When asked whether the money should have gone directly to the workers rather than companies, Blizard agreed and said:
“They could have done that. I thought JobSeeker was appropriate as it paid people who were out of work, I thought JobKeeper was not appropriate.”
Given the situation and uncertainty of the pandemic when JobKeeper was first implemented, Blizard was happy to concede the difficulties involved, recognising that money had to get out the door quickly but believes the issues with JobKeeper should have been fixed:
To be fair to them at that point of time, there was no vaccine and the world had no idea what was going on. JobKeeper should have been better tabled via Centrelink for people who really needed it.
I accepted that the money needed to go out fast and Centrelink couldn’t handle that initially, but the program went on for six months, they could have transitioned the program to go through Centrelink within the first three months of JobKeeper.
On the clawback issue, Mr Blizard believes it may have stopped companies applying for JobKeeper as claimed by the Government but that didn’t stop him from criticising Frydenberg’s operation of the Treasury:
Why isn’t Morrison and Frydenberg running the department properly? Why are they doing whatever the Treasury suggests without questioning it?
They are entirely beholden to the public service and you have to wonder if Morrison and Frydenberg have a brain of their own, we are paying $152 million a year for the Treasury to come up with ideas to build the economy but most of their ideas aren’t good at all.

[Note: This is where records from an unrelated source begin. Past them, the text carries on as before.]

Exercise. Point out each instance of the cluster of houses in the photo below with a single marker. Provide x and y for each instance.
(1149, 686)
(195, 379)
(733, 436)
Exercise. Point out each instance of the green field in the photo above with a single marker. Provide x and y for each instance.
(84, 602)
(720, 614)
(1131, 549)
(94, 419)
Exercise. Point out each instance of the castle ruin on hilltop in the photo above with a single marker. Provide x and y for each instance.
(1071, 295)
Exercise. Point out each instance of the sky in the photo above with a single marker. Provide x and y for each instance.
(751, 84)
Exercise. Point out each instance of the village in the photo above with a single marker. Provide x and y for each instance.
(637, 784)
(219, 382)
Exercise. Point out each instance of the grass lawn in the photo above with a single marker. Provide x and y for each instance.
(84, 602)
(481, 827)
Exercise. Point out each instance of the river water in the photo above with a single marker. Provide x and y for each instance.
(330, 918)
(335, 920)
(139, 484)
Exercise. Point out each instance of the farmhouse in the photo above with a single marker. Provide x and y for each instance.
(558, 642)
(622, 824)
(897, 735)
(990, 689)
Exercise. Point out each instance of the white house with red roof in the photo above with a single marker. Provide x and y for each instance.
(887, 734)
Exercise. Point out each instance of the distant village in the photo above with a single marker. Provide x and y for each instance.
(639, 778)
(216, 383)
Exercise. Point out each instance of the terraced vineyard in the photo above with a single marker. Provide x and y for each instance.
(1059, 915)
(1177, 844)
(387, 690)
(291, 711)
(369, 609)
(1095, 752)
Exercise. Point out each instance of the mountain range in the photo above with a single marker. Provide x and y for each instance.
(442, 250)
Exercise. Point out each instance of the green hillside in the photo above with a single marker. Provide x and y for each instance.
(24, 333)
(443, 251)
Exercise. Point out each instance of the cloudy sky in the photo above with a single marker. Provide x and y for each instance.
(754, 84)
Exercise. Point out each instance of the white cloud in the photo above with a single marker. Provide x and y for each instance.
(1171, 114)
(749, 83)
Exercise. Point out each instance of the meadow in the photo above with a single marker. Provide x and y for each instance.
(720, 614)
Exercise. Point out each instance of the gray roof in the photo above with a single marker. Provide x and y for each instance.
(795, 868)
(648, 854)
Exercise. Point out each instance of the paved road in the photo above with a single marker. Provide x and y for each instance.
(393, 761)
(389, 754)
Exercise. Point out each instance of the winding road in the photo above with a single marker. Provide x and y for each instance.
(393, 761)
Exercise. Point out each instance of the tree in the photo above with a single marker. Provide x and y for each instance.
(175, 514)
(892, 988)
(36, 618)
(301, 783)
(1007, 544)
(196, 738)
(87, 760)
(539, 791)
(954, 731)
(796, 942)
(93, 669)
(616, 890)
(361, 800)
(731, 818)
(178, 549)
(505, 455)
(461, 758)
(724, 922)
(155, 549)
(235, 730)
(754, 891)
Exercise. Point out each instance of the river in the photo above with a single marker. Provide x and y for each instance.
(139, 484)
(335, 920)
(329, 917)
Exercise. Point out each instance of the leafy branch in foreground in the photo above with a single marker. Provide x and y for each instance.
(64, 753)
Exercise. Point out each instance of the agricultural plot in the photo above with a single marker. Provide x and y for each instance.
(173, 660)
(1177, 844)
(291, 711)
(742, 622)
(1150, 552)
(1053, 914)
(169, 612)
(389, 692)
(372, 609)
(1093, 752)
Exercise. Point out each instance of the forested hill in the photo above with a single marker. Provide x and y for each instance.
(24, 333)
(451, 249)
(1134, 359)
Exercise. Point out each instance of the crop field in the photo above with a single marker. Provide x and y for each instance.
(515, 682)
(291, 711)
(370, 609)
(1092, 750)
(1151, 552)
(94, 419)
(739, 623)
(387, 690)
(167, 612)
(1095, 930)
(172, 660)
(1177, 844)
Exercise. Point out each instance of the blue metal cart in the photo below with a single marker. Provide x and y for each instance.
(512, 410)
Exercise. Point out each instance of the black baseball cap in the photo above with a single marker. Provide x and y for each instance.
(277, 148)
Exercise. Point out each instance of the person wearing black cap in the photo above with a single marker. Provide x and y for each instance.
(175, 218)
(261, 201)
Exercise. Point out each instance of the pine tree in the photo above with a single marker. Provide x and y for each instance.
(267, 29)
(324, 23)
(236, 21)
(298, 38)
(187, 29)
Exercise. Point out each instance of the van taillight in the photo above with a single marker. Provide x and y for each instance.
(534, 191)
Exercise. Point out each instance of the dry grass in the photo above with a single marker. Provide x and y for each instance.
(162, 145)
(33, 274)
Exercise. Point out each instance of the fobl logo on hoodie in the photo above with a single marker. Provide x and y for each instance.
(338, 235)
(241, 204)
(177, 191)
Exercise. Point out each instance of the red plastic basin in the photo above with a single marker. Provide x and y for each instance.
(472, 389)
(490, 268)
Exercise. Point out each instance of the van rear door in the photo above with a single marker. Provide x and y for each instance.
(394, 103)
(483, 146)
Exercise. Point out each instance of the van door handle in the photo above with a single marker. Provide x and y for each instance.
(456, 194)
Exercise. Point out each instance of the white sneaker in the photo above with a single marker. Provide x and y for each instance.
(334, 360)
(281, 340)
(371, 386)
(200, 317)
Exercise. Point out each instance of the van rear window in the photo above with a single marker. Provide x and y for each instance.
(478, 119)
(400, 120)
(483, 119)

Despite not believing that a clawback was required Blizard did comment on the perceived double standard on paying back funds to the Government:
“Morrison’s got a big problem; he seems to be creating one rule for the rich and another for the poor. They won’t come after you if you’re running a big corporation like Gerry Harvey but if you’re an everyday person, they’ll take you to court.”
Blizard finished by stating that he believes many of complaints directed at the Morrison Government are coming from conservatives:
“I’m not a left-wing Labor Party supporter, I’m a hardcore right-wing conservative, but there are more complaints about the Liberal Government from people like me than there is from the Labor Party. That’s why the Liberal Party primary vote is going to crap.”
There is certainly anger with JobKeeper from the left side of politics and from swing voters.
If Mr Blizard is correct, the complaints from conservatives should be of great concern to Josh Frydenberg who holds Kooyong on a margin of 6.4 per cent thanks to the 8.2 per cent first preference swing against him at the last election and the recent redistribution of the now marginal blue-ribbon seat.